Em carta de intenções, Maffra disse que a empresa pretende dobrar, aproximadamente, sua participação, a fim de alcançar o nível do Itaú Unibanco, o maior conglomerado de operações bancárias e financeiras da região, que, segundo estimou, alcança cerca de 20% a 25%. O Itaú também é um grande acionista da XP, onde detém uma participação de 8,6%.
Paralelamente à sua atividade principal, a empresa se diversificou em direção a áreas como cartões de crédito, seguros e pensões.
José Berenguer, um veterano do setor que comanda o banco da XP, disse que isso reduzirá sua exposição à volatilidade. “Somos uma casa de investimentos. Mas vender outros produtos para a nossa base de clientes minimiza o impacto de uma desaceleração do mercado”, acrescentou.
Mas, por enquanto, as novas linhas de atividade representam apenas cerca de 10% da receita.
“Está funcionando, mas não ao ritmo imaginado por todos há dois ou três anos”, disse Thiago Batista, analista do UBS BB, sobre a iniciativa. “Na área de cartão de crédito, eles estão se expandindo com muita rapidez. Mas talvez isso não chegue a fazer diferença.”
Fundada em 2001 por Guilherme Benchimol, à época com 24 anos de idade, que continua como presidente do conselho de administração e um acionista de peso, a XP começou a dar aulas sobre investimentos em ações e bônus a brasileiros comuns e a vender-lhes serviços de corretagem.
Seu “supermercado financeiro” foi inspirado na corretora americana de baixo custo Charles Schwab. Atualmente a XP é um grupo de serviço completo, com 4 milhões de clientes e, no mês passado, os ativos sob custódia ultrapassaram R$ 1 trilhão.
“A empresa foi além de reorganizar suas despesas”, disse o analista Alexandre Albuquerque, da Moody’s. “Eles foram rápidos em se adaptar ao novo ambiente. Suas perspectivas de longo prazo são boas.”
Apesar disso, as captações líquidas da XP no primeiro trimestre despencaram 65% em termos anuais, para R$ 16 bilhões, nível mais baixo desde o início da crise da covid-19. O lucro líquido encolheu 7%, para R$ 796 milhões.
Além da retração, a concorrência se aqueceu.
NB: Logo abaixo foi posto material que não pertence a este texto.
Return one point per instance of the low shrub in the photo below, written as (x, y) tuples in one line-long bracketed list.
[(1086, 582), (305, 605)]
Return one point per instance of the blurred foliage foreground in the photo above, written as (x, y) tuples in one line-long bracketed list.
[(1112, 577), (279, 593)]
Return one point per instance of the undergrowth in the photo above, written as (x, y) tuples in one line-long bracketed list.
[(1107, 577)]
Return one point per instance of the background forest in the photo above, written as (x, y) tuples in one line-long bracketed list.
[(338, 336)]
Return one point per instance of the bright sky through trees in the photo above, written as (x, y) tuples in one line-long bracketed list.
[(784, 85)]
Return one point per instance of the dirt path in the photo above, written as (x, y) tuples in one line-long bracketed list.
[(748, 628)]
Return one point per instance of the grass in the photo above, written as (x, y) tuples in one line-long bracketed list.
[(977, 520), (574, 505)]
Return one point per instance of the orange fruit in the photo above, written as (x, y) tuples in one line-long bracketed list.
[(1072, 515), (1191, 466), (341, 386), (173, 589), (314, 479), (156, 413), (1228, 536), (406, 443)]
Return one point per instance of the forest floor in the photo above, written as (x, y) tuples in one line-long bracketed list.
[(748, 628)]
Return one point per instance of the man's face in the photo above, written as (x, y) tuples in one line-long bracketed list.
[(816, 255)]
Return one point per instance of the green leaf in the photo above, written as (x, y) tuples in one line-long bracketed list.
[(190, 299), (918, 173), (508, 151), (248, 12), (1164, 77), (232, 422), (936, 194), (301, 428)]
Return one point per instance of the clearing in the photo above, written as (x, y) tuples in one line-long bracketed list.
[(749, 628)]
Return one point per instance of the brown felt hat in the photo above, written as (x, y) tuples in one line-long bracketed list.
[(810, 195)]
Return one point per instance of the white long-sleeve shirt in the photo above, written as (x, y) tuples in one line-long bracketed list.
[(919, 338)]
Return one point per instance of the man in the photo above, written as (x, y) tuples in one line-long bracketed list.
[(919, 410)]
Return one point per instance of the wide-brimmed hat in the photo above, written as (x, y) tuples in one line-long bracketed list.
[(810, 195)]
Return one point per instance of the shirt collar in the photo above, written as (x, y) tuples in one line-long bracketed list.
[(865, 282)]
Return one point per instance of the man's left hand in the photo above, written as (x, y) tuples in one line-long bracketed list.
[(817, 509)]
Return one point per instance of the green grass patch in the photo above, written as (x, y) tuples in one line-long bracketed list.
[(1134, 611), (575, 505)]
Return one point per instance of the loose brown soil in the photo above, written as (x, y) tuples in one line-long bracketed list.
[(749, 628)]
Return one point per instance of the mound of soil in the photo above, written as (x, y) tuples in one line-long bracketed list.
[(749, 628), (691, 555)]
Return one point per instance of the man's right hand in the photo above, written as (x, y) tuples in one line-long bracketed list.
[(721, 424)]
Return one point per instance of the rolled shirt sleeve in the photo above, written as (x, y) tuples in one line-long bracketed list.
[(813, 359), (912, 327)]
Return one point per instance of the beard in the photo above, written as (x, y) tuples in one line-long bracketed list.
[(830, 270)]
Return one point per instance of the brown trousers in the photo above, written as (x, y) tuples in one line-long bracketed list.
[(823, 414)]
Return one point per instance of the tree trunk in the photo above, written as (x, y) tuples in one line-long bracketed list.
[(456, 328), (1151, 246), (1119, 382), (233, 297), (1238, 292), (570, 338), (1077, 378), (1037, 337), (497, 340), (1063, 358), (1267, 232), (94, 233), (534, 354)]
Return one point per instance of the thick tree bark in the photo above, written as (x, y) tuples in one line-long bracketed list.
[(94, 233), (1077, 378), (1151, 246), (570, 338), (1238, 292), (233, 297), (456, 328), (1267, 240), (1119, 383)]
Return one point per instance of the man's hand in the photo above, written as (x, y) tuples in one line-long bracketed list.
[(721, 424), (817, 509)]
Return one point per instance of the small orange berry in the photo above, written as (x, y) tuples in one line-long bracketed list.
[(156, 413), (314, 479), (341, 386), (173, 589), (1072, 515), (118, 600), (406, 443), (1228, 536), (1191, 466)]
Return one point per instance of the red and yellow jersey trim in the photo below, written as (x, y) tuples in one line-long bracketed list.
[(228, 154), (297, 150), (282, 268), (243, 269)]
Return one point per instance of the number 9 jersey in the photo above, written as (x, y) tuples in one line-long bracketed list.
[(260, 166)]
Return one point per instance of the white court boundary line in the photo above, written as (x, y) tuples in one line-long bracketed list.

Os bancos tradicionais brasileiros, que no passado normalmente vendiam seus próprios fundos de investimento, lançaram aplicativos para celular e abriram suas plataformas a produtos de terceiros.
Fintechs, como o banco digital Nubank, bem como o banco de investimentos BTG Pactual, também ingressaram no território da XP.
Alguns analistas questionam a capacidade do grupo de continuar, eficientemente, a expandir sua rede de 13 mil assessores financeiros, que são “freelancers” do banco e são considerados um dos argumentos de venda para os clientes.
A questão chamou atenção após o vazamento de uma mensagem enviada por Benchimol a assessores, criticando seu desempenho e conclamando a voltar a um enfoque “mais básico”. Maffra minimizou a significância da medida e insistiu que há espaço para continuar a aumentar os números.
“Estamos em muito boa forma para os próximos anos”, disse ele. “Ainda somos uma empresa de alto crescimento.”